We had walked past it every day for years without thinking. A small, awkward room at the side of the house that had become a dumping ground. When the hired architects in Putney, London, walked in, that forgotten room was the first place they stopped. The space we wanted, they said, was already here. We just weren’t using it.
I had assumed more space meant building an extension. Adding square footage onto the back, the usual answer. The architect saw it differently. Before adding anything, they wanted to know why we weren’t using the space we already had.
That awkward side room, the cramped hallway, the badly arranged ground floor. The architect saw potential where we saw problems we had stopped noticing. Sometimes, they explained, the cheapest space is the room you already own but waste.
Why We Stopped Seeing the Room
The room had become invisible through habit. It was too small to be a proper bedroom, oddly shaped, badly lit. So over the years it filled with the stuff that has nowhere else to go.

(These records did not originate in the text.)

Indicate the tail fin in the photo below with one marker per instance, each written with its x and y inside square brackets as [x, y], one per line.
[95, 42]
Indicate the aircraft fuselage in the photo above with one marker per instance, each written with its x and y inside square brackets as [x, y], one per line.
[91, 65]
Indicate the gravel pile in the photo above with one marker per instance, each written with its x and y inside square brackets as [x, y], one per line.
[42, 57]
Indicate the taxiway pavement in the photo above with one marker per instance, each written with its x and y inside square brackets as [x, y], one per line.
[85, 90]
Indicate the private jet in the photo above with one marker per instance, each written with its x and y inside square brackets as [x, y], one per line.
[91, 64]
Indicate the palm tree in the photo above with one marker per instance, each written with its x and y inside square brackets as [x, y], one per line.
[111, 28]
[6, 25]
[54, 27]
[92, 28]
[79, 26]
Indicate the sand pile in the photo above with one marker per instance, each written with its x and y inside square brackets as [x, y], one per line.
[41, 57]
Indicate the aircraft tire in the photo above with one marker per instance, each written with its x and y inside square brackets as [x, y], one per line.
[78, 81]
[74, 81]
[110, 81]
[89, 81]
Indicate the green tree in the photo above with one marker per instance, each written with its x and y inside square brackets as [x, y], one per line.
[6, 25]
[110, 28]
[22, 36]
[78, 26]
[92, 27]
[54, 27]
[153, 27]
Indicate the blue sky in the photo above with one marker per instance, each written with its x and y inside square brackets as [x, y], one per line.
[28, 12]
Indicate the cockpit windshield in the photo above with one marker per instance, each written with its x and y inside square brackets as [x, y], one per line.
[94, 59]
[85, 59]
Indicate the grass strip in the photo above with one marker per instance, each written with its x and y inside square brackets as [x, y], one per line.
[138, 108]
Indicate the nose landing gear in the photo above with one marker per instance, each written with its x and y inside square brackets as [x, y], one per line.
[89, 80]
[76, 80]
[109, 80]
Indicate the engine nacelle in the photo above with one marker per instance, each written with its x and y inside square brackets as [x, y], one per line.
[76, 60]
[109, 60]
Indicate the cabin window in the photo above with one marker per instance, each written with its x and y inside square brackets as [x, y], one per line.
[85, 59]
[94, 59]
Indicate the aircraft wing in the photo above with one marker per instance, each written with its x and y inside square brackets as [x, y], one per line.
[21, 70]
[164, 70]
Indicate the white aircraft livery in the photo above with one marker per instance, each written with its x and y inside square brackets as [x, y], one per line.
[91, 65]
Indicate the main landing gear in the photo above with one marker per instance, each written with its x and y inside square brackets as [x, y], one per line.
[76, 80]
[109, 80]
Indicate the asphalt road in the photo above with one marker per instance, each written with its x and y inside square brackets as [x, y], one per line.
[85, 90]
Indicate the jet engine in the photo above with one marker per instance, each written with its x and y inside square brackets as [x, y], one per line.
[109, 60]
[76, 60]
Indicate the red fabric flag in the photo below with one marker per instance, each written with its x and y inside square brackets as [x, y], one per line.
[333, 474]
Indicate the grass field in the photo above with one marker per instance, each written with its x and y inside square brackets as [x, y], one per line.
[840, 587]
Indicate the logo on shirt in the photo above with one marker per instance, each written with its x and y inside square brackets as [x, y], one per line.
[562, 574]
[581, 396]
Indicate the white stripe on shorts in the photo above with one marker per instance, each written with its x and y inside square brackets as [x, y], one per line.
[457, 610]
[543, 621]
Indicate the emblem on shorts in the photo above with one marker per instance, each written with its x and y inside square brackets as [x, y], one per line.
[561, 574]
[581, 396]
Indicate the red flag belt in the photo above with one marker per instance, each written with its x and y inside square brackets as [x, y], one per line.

Boxes, old furniture, the exercise bike.
We had mentally written it off. It wasn’t a room anymore in our heads, just storage. We walked past it dozens of times a day without ever asking what it could be.
The architect hadn’t lived with that blindness. She saw a room with potential being wasted, and asked the obvious question we had stopped asking. What if this actually worked.
What the Architect Saw Instead
She looked at how the awkward room connected to the spaces around it. Knock through here, open up there, and suddenly the dead room became part of a flowing, usable ground floor.
The poor light could be fixed with a rooflight. The awkward shape could work once the walls around it changed. The room that served no purpose could become the link that made the whole floor make sense.
None of this meant a big extension. It meant rethinking what was already there. The space we wanted to build was hiding in the space we already had, just trapped behind walls and habit.
Why Reworking Beat Extending
The architect explained the logic. Extending costs a lot per square metre. Foundations, walls, roof, planning. Reworking existing space costs far less, because the shell already exists.
For us, opening up and reusing the wasted room gave most of what an extension would have, for a fraction of the cost and disruption. No digging, no planning battle, no months of mess.
It wasn’t always the answer, she was clear about that. Sometimes you genuinely need to extend. But it is always worth checking whether the space you want is already there before you pay to build more. For us, it was.
How Putney Homes Hide This Potential
Putney is full of period terraces and houses with these awkward, underused spaces. Side rooms, returns, badly arranged ground floors that trap potential behind old layouts.
A local architect who knows these homes spots it fast. They have seen the same wasted spaces again and again and know how to unlock them. The practice we used had worked on plenty of homes near ours.
We were so focused on what we lacked that we missed what we had. It took someone who reads Putney houses for a living to point at the obvious thing we had been ignoring for years.
The Light and Flow It Unlocked
Once the wasted room was opened into the spaces around it, the whole ground floor changed. Light moved through where it had been blocked. The flow from front to back finally made sense.
The cramped, chopped up feeling disappeared. We hadn’t added much footprint at all, yet the house felt dramatically bigger, because we were finally using all of it properly.
That is the thing about wasted space. Reclaiming it can transform a home as much as extending, sometimes more, because it fixes the flow rather than just bolting on more area.
What to Look For in Your Own Home
Before you assume you need to extend, look hard at the space you already have. Is there a room you have stopped using properly. An awkward layout trapping potential. A dumping ground that could be something.
Ask an architect to assess what reworking could achieve before you commit to building. The cheapest extra space is often the space you already own. A good and experienced london architect who knows period homes will spot it quickly.
Six to eight months from that ignored room to a ground floor that finally works, with barely any new footprint added. We thought we needed to build. The architect found our space hiding in the room we had forgotten. Look at what you already have before you pay for more.